1. Field Of The Invention
The present invention relates to apparatus for the removal or filtration of contaminants such as toxic gases, vapors, molecules, particles, dust and unpleasant smelling substances generated in air contained within a particular structure or working chamber and more particularly to a new and improved apparatus which provides for the optimization of the filtration or removal of such contaminants including improved safety of operation by a self-contained system without ducting.
2. Description Of Prior Art
It is well known to filter contaminated air by passing the contaminated air through a filter by a fan in order to filter out gases generated in the working chamber of a laboratory fume hood and to exhaust the filtered air back into the room where the users are present. Such prior art hood apparatus provides advantages in that they avoid the construction of costly exhaust ducts, the contamination or pollution of the atmosphere, and the consuming, by ducting to the outside, of cooled or heated air provided in the room where the hood apparatus is operated.
While such ductless prior art devices have provided improvements in certain areas there still exists numerous disadvantages.
For example, the prior art ductless fume hoods are limited in their use when the contaminants to be removed are toxic gaseous molecules. It is well known that in accordance with the inter-molecular attraction forces of the Van der Waals phenomena, when a filter such as, for example, an activated carbon filter or molecular sieve, is saturated by the accumulation of toxic molecules, the excess toxic molecules pass through the filter uninhibited. The prior art devices do not provide for any indication of the moment when filters become saturated and thereafter permit toxic contaminants to pass through the filter thereby creating a safety hazard. Even if it is assumed that a detector is used for the detection of the toxic molecules which have passed through the saturated filter, the user may be in a position where he still has to carry on with the work (which generates the toxic molecules) until completed. This could result in recirculating intolerable quantities of toxic air into the air of the room where the user is present.
Additionally, present detectors of contaminants have the disadvantage of reacting only in the presence of certain gas contaminants and in some cases only at a level of concentration which is intolerable for the users. Therefore their use is limited to the detectable gas contaminants, the threshold detection level of which is lower than the tolerable or safe threshold level of toxicity.
It is also known that the punctual (non-permanent) detectors of toxic gases, such as, for example, the common color reacting sampling test tubes are inexpensive and easy to use. They provide detection for a wide range of toxic compounds of different families but they cannot be used for the ductless filtering fume hoods due to the fact that their capacity for the detection of the saturation of the filters is of a single use for a very short period of time consisting of a few minutes, by sampling of the air exhausted by the hood.
In other words, a system of punctual detection, such as, for example, the color reacting sampling test tubes, have the advantage of an ideal scope of detection for various toxic gases and vapors and of a good accuracy in the reading of the concentrations of the sampled toxic compounds, but they unfortunately have the disadvantage to force the user to do continual repeated air samplings (at least once a day) in order to cyclically evaluate the quality of the filtration, which renders this system difficult to use for ductless filtering fume hoods.
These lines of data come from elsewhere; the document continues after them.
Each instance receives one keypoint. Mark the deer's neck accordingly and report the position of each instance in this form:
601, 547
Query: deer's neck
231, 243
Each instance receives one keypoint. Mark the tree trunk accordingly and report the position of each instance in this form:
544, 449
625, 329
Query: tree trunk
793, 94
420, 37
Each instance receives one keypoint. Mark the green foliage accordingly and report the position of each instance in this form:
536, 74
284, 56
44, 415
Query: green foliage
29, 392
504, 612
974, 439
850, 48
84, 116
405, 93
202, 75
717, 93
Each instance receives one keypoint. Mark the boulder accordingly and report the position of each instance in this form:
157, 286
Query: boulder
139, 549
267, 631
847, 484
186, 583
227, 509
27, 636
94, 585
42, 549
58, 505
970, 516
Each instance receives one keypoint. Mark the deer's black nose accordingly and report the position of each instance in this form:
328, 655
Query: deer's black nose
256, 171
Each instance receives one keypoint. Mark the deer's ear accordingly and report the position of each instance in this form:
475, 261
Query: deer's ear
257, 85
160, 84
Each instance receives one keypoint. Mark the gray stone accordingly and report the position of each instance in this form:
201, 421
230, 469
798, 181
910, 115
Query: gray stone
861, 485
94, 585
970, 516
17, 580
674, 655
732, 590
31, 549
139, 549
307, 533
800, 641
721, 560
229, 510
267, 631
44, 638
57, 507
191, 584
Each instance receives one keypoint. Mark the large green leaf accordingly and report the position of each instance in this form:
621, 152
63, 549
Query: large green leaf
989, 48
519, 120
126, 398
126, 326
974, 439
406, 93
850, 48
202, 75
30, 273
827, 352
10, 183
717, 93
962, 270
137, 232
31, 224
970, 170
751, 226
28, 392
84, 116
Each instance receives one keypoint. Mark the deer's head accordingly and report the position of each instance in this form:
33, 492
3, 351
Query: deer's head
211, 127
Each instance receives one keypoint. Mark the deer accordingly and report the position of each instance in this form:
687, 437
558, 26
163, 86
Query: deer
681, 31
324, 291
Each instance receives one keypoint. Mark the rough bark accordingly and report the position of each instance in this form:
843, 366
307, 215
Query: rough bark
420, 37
Furthermore, it is well known that the ductless filtering and air recirculating fume hoods can ensure a proper filtration only within the limits of a quantity of toxic compounds equal to the remaining retention or saturation capacity of the filter. Therefore, if by accident after a spillage or a leak of toxic compounds, the quantity released within the working chamber was to exceed the remaining retention capacity of the filter, this would lead to discharge of toxic molecules into the room where laboratory technicians are. This disadvantage renders safety practically impossible in the case of an accident. In fact, if such an accident was to happen when the filter is at the extreme limit of its working life, it would not withstand any further overloading of toxic molecules and would not ensure a proper filtration.
The present state of the art is exemplified in the following U.S. Pat. Nos.:
______________________________________ 4,678,489 4,563,943 4,666,478 4,690,042 4,163,650 4,268,282 ______________________________________
Accordingly, a principle desirable object of the present invention is to overcome the disadvantages of the prior art.
Another desirable object of the present invention is to provide an apparatus for removing or filtering contaminants generated in a volume of air contained in a work structure and which optimizes the effectiveness of contaminant filters.
Another desirable object of the present invention is to provide an apparatus of the foregoing objects which is constructed and arranged to employ common detectors of contaminants such as toxic gases efficiently and safely.
Another desirable object of the present invention is to provide a new and improved ductless portable fume hood having revolving, removable and interchangeable filter cartridges.
These and other desirable objects of the invention will in part appear hereinafter and will in part become apparent after consideration of the specification with reference to the accompanying drawings and the claims.